Section 9 operational creditor application
For an operational creditor (unpaid supplier, service provider, employee, government dues), the steps are: (i) statutory demand notice under Section 8 in Form 3/4 giving 10 days; (ii) reply showing pre-existing dispute defeats the application — Mobilox Innovations v. Kirusa Software (2018); (iii) filing under Section 9 before NCLT Jaipur; (iv) admission and appointment of IRP; (v) Committee of Creditors formation if financial creditors exist.
Resolution and liquidation
The IRP, then RP, runs the company as a going concern for 180 days (extendable to 330 days). Resolution plans are invited and put to vote of the CoC under Section 30; 66% voting share is required for approval. If no plan is approved, liquidation under Section 33 begins. Operational creditors typically get the lower of (a) liquidation value of their claim or (b) plan-allocated amount — Essar Steel v. Satish Kumar Gupta (2020).
Personal guarantors and Part III IBC
After Lalit Kumar Jain v. Union of India (2021), personal guarantors of corporate debtors are dragged into the IBC under Sections 94–187. They face moratorium against personal assets and resolution / bankruptcy at the NCLT alongside the corporate. Many promoter-personal-guarantee cases in Kota and Jaipur are now seeing this two-tier proceeding.
Pre-Packaged Insolvency for MSMEs (PPIRP)
For MSMEs, the Pre-Packaged Insolvency Resolution Process introduced in 2021 under Chapter III-A allows promoters to remain in control and propose a base plan before formal admission. It is meant to be faster (120 days), confidential, and less disruptive. Eligibility: defaulter must be MSME with default of at least ₹10 lakh, no PPIRP in the last 3 years, and shareholder approval.
Frequently Asked Questions
My buyer has not paid ₹1.5 crore — should I file under IBC or MSMED?
Both are options.
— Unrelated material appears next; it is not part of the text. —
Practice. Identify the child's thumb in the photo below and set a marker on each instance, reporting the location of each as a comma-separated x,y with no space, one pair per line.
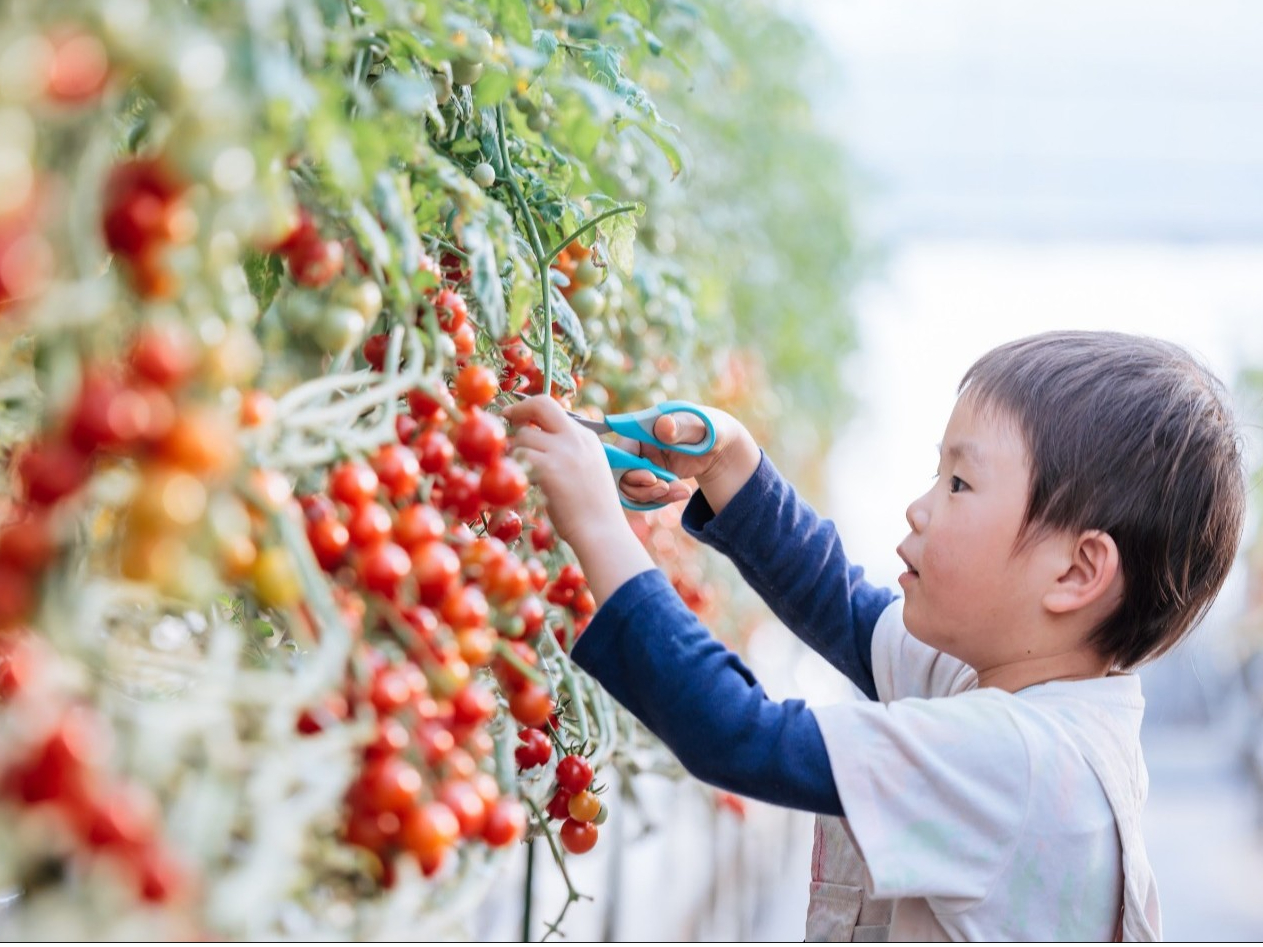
680,429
IBC Section 9 is appropriate where the buyer is a corporate debtor and the debt is undisputed. MSMED MSEFC is appropriate where you are a registered MSME — and gives higher interest. We typically use MSMED for genuine MSME suppliers and IBC for larger operational creditors.
What is the threshold to file under IBC after the 2020 amendment?
The minimum default amount is ₹1 crore (raised from ₹1 lakh in March 2020). Below this, NCLT will not admit a CIRP application.
Buyer says there is a pending civil suit on the same invoice — is my Section 9 maintainable?
Mobilox Innovations v. Kirusa Software (2018) 1 SCC 353 held that the existence of a pre-existing dispute is a complete defence to Section 9. The dispute must be a real one with plausible basis, not a fictitious assertion raised after notice.
Personal guarantee — can the lender drag the promoter into NCLT?
Yes. Under Lalit Kumar Jain (2021), personal guarantors face NCLT proceedings under Part III of the IBC. Moratorium against personal assets applies on admission. The promoter’s home, FDs and personal investments can come under the resolution net.
Will an IBC reference recover my full amount?
Rarely. Average recoveries for operational creditors in CIRP are 15–30% of admitted claims. IBC is a recovery-acceleration tool but not a guarantee of full payment. Strategic use combined with parallel civil/criminal pressure often yields better outcomes.